Nonetheless, she is one of Human
Events’ better writers. To read Oliver
North’s August 8 “Report From a Forgotten War,” a panegyric to troops
fighting in Afghanistan, is to marvel: first at how he can call a
conflict that gets its share of headlines and remarks by presidential
candidates “forgotten,” second at why
people employ this guy, and third at sentences like this one:
It has been
my great
blessing to have spent most of my life in the
company of heroes -- people who put themselves at risk for the benefit
of others.
Among these heroes are, presumably, some of the other 10 people who
were found guilty of
crimes during the Iran-Contra affair. North was convicted in 1989 of
accepting an illegal
gratuity, aiding and abetting in the obstruction of a congressional
inquiry, and destruction of documents, although that conviction was
later set aside on a technicality.
Then there’s Michael Reagan, son of the former president.
His August 8 post
was a pep talk entitled “Fight or Die Republicans”
that was laced with motivational tripe like this:
Republicans
have their
backs against the wall, facing a bloodbath on
Election Day that will leave the party in shambles and the nation in
the hands of the worst conglomeration of demagogues, scoundrels and
loony leftists ever put together in our nation’s history.
When you’re
fighting for
your life, you have two choices: whimper about
your plight while the other side cuts you to pieces, or fight as if
your life depends on it, which of course it does.
Dark as the
outlook for
survival may seem, there is a ray of light that
if taken advantage of can not only save the GOP, but turn it into a
rout of the Democrats that could make Election Day a victory
celebration for the Republicans instead of a mournful wake.
The
Democrats, who have
long shown a shocking talent for snatching
defeat from the jaws of near certain victory, are now trying mightily
to commit political suicide, yet the majority of elected Republicans
are either too blind to see a golden opportunity handed to them on a
silver platter, or too stupid to take advantage of it.
Think about
it, the vast
majority of Americans -- almost 80 percent of
them -- are angry and demanding that Congress allow drilling for oil
here in the mainland United States, offshore and in Alaska, and the
Democrats are thumbing their nose at them and adamantly refusing to
lift the ban on drilling. ...
That’s a gift
from the
gods, a life-saving issue that puts the
pro-drilling Republicans on the right side of the year’s hottest
political controversy, and provides them with a weapon they can use to
draw the majority of voters to their side and save the party from an
impending electoral disaster. Pushed to the limit, it can make Election
Day 2008 a banner day in the party’s history. ...

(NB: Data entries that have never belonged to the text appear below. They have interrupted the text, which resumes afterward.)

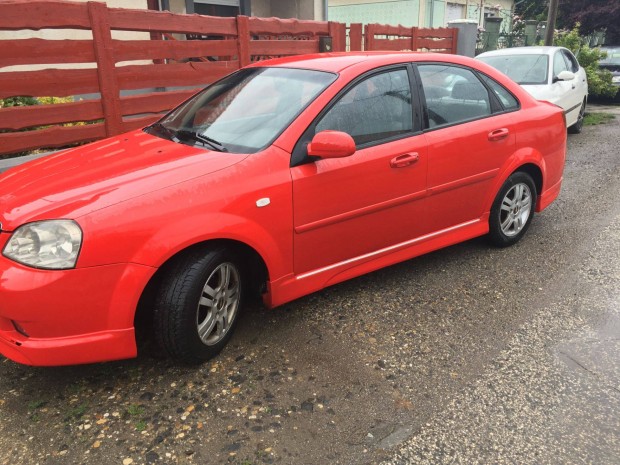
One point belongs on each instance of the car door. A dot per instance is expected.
(580, 83)
(346, 208)
(470, 135)
(565, 93)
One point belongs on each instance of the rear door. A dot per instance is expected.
(470, 135)
(566, 94)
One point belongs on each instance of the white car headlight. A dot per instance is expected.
(51, 244)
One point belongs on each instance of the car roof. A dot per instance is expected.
(532, 50)
(336, 62)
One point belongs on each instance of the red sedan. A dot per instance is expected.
(278, 180)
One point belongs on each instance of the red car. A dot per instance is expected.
(281, 179)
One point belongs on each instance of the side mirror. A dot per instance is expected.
(331, 144)
(564, 76)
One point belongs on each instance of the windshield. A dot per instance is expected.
(523, 69)
(613, 56)
(244, 112)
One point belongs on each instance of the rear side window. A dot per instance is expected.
(571, 61)
(453, 95)
(376, 108)
(505, 97)
(559, 64)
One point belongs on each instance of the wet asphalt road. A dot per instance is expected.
(468, 355)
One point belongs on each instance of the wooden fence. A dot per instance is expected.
(441, 40)
(129, 96)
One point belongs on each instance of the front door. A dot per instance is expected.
(350, 207)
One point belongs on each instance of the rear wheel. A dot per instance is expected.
(578, 126)
(197, 305)
(512, 210)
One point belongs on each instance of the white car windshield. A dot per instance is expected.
(244, 112)
(523, 69)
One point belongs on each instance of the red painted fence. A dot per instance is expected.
(222, 46)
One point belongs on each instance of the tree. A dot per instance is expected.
(532, 9)
(593, 15)
(599, 80)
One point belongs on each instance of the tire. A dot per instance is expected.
(513, 210)
(197, 305)
(578, 126)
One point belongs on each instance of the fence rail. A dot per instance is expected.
(126, 84)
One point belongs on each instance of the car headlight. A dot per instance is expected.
(51, 244)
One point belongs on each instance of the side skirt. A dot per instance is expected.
(294, 286)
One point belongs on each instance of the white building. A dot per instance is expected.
(419, 13)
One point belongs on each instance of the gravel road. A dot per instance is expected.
(467, 355)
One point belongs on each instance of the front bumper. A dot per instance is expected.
(69, 317)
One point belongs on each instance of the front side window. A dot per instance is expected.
(523, 69)
(377, 108)
(244, 112)
(453, 94)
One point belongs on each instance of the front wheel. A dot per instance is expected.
(197, 305)
(512, 210)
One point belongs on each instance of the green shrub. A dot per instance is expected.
(599, 80)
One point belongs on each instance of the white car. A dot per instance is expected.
(547, 73)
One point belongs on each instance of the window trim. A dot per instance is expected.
(300, 153)
(492, 96)
(496, 105)
(501, 108)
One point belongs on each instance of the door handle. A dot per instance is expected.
(498, 134)
(404, 160)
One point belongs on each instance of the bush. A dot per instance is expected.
(599, 80)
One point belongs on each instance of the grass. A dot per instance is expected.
(77, 412)
(592, 119)
(135, 410)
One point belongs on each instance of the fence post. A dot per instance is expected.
(369, 39)
(455, 41)
(243, 40)
(336, 33)
(106, 68)
(414, 39)
(355, 37)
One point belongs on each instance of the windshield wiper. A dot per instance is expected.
(214, 144)
(161, 129)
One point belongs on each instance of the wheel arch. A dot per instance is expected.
(253, 266)
(527, 160)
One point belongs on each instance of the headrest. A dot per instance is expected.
(469, 91)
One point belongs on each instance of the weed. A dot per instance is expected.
(135, 409)
(76, 412)
(593, 119)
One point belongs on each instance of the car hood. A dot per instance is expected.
(75, 182)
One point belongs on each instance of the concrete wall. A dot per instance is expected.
(404, 12)
(300, 9)
(420, 13)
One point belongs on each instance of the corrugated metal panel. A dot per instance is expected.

This drilling issue is very big these days at Human Events. And why
not? Americans are angry about the high cost of gas, and drilling right
here at home – offshore or in the Alaskan National Wildlife Refuge –
has a certain patriotic, common-sense appeal. Especially to Americans
either ignorant of, or unwilling to believe, all the reports showing
that even if we were to start drilling tomorrow it would take years for
this oil to hit the market, and that any new finds are likely to be too
small to have any significant effect on world oil prices.
None of that dissuades these folks. They’re convinced that there’s
another Saudi Arabia nestled in the oil shale of the American West, and
the fact that it would require enormous energy to recover it, not to
mention enormous amounts of water in a region that already is short of
that particular resource, doesn’t faze them.
There is a tone that permeates conservative writing that is very
reminiscent of the Old West, or at least the mythological Old West of
John Ford, Gary Cooper and John Wayne. It is a macho, can-do,
independent attitude that is about as attuned to today’s world as a
dime novel from the late 1800s. But it is easy to see why this tone
would appeal to people who find such times romantic without
acknowledging their down-sides, like a lack of indoor plumbing, for
instance. How comforting it must be to believe that everything would be
all right, if only we could recapture that pioneer spirit.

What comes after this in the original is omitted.